We rolled out mod_evasive across a pool of servers the other day. Since we already had Apache running, you can rightfully assume that installing this module was done in response to user bahavior.

No, we weren’t selling Hannah Montana tickets, or seeing if Ron Paul would make a nice president; but we did attract a regional based script kiddie. If you give teenagers an online poll asking who has the better football team, and the winner of that poll will be announced on television; it’s a good bet that a few people are going to stuff the ballot box in their favor.

Ironically, nobody even cares about the results; but we have to deal with the people running libwww-perl, or specially crafted JavaScript pages that resubmit form values hundreds of times. Since this isn’t online banking, we decided that using captcha wasn’t worth the effort, so the goal was to block excessive attempts.

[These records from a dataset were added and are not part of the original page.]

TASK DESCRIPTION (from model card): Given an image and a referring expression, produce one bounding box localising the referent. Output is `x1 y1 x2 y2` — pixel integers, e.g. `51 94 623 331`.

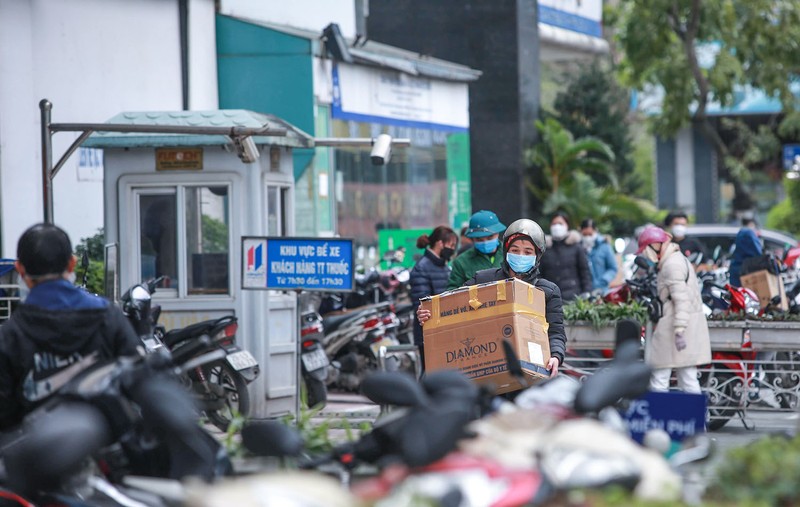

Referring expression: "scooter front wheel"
203 362 250 431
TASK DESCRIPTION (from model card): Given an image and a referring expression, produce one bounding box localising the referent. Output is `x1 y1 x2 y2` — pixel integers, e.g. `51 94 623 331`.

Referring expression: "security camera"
233 136 260 164
369 134 392 165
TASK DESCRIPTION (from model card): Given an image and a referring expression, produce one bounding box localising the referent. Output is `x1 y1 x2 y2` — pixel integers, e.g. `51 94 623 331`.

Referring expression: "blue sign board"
622 391 706 443
783 144 800 171
242 236 353 292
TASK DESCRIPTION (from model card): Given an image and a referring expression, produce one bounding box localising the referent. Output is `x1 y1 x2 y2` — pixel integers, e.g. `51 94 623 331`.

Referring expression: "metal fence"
565 321 800 429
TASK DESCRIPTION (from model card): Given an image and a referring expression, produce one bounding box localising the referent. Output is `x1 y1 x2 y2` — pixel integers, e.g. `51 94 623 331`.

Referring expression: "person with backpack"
417 218 567 377
636 226 711 393
409 225 458 365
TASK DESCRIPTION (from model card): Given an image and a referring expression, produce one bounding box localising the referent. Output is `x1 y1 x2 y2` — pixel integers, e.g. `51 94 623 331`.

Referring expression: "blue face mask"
506 253 536 273
475 238 500 254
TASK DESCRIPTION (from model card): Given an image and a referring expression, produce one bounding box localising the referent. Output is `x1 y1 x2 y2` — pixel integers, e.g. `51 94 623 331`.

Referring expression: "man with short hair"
447 210 506 290
0 223 140 430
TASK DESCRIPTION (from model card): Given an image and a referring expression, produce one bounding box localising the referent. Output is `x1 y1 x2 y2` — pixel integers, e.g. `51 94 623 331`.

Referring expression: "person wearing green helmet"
417 218 567 377
447 210 506 290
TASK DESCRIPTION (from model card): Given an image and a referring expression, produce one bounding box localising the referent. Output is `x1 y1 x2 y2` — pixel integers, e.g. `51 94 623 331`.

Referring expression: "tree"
75 227 108 295
526 118 654 233
614 0 800 212
553 61 643 195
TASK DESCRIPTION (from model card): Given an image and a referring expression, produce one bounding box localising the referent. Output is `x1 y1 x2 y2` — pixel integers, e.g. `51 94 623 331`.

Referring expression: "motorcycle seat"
322 308 373 334
163 315 236 349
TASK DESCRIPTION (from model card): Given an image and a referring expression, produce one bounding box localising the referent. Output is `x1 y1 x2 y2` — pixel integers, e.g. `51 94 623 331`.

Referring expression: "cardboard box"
741 269 789 311
421 279 550 393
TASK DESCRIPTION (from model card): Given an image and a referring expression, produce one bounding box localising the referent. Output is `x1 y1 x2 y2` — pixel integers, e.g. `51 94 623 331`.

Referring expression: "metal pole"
39 99 53 224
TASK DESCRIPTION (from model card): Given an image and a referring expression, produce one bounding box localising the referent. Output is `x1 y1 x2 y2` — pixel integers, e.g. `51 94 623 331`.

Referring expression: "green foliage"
553 61 640 193
766 180 800 236
201 215 228 253
75 228 105 295
526 118 655 234
564 298 648 329
611 0 800 209
708 436 800 506
75 227 106 261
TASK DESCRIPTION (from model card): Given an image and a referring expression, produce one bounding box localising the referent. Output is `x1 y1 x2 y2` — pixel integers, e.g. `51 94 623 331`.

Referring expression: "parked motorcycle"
162 315 260 431
2 344 232 506
120 278 259 431
300 311 330 407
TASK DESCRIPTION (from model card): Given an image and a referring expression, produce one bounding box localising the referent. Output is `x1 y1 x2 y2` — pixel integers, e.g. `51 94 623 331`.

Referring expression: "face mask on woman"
475 238 500 254
550 224 568 241
581 232 597 250
506 253 536 273
439 246 456 261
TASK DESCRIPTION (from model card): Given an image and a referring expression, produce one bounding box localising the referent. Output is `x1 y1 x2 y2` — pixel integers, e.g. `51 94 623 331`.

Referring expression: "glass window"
184 185 230 295
267 185 289 236
139 189 178 289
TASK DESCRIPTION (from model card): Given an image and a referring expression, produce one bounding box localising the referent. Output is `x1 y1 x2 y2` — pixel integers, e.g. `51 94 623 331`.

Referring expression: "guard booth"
83 110 313 418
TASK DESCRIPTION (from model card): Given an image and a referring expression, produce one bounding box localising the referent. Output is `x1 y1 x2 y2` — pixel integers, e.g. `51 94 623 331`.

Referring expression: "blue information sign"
622 391 706 442
242 237 353 292
783 144 800 171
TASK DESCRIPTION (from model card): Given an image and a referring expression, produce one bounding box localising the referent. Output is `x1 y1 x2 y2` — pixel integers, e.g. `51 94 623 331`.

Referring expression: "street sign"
622 391 706 442
783 144 800 171
242 236 353 292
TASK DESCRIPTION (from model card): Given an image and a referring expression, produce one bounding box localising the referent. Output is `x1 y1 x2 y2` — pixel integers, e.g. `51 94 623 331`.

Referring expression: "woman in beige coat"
637 227 711 393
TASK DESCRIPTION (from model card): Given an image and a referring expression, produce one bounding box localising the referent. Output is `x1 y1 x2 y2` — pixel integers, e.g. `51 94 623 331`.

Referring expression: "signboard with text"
622 391 706 442
242 236 353 292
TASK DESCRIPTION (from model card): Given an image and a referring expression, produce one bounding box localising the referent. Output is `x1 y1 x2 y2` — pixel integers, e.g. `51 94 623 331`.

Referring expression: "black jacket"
409 249 450 345
539 236 592 301
0 304 139 430
464 262 567 365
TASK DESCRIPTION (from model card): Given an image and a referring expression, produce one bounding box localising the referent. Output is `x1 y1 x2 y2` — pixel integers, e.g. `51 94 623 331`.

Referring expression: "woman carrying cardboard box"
417 218 567 377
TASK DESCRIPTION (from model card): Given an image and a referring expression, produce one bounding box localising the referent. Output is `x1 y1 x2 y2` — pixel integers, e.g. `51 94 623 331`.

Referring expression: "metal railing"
565 321 800 427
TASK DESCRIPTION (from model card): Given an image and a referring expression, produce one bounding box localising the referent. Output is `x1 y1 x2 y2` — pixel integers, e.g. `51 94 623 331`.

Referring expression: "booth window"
137 185 230 297
185 186 230 294
139 189 178 289
267 185 289 236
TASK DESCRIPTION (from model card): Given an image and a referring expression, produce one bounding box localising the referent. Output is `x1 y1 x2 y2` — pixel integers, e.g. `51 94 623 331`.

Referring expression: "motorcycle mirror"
633 255 652 270
421 370 478 399
574 361 652 414
242 421 303 458
361 371 429 407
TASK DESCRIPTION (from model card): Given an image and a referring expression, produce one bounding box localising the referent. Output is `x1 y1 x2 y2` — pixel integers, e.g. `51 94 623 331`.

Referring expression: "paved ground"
321 393 800 503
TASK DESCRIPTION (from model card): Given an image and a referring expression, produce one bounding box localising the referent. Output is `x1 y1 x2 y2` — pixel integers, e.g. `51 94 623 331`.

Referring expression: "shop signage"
156 148 203 171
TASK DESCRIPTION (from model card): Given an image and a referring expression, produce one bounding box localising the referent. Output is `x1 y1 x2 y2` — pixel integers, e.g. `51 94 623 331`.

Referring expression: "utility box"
740 269 789 311
83 110 313 418
421 278 550 393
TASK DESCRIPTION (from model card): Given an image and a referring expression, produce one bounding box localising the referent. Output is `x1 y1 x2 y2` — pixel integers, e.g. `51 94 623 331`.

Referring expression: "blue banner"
622 391 706 443
242 237 353 292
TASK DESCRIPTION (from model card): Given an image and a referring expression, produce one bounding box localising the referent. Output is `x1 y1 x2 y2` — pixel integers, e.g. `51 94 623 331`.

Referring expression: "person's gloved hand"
675 327 686 352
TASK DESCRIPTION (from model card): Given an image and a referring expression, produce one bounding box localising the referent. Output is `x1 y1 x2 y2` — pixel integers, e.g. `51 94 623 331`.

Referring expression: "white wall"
0 0 217 257
220 0 356 38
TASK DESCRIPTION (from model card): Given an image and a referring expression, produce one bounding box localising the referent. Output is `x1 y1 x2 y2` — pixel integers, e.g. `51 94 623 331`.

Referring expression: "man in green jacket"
447 210 506 290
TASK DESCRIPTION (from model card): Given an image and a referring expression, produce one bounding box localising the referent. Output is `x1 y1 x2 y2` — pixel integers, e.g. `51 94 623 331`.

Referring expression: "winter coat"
0 280 139 430
409 249 450 345
539 231 592 301
464 262 567 365
447 246 503 290
728 227 763 287
588 235 619 290
645 243 711 369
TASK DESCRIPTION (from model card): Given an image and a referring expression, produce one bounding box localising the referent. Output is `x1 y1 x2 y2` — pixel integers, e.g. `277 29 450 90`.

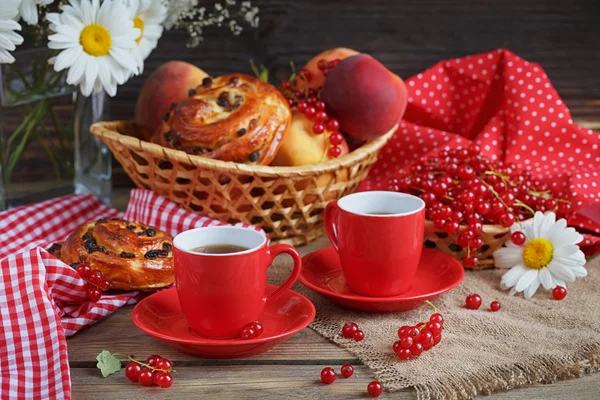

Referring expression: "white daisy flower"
127 0 167 74
494 211 587 299
48 0 141 96
19 0 54 25
0 0 23 64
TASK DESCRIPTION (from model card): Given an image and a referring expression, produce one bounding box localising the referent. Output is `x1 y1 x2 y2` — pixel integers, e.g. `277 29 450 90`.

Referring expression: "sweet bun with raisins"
53 218 175 290
153 74 292 165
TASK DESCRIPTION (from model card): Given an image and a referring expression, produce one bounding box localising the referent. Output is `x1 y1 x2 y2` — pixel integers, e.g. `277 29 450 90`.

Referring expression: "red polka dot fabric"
360 49 600 254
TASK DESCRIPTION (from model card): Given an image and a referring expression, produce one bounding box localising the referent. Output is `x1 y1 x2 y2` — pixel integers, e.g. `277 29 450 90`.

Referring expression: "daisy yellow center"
79 24 112 57
523 238 554 269
133 17 144 44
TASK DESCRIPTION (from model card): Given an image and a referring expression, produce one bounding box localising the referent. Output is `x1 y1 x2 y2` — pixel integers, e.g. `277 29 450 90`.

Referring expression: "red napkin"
361 49 600 255
0 189 258 400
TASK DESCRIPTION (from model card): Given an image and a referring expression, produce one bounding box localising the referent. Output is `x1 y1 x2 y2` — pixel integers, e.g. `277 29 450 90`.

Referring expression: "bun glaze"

The case for mod_evasive is pretty clear. In most cases, it’ll stop successive hits repeatedly sent to the same URL multiple times. Fifty hits enter, one hit leaves. The hit per second parameters are fully configurable. It also logs to syslog; so its behavior can be monitored.

The case against mod_evasive is scalability. Mod_evasive does not use shared memory between child processes. It also won’t work in a load balanced server pool unless the client IP is persistently tied to the same web server in the pool. For larger web server environments, a better solution should be implemented into the load balancing front-end. Finally, in some cases, mod_evasive may not be enough; because even though it still returns 403s, you’re still dealing with a hit and an open TCP socket connection on your server. If your infrastructure is under attack, mod_evasive will never replace firewall blocking or upstream filtering.

But, if your environment is relatively small, or if application abuse does not have a high impact, mod_evasive is a pretty good tool to have around.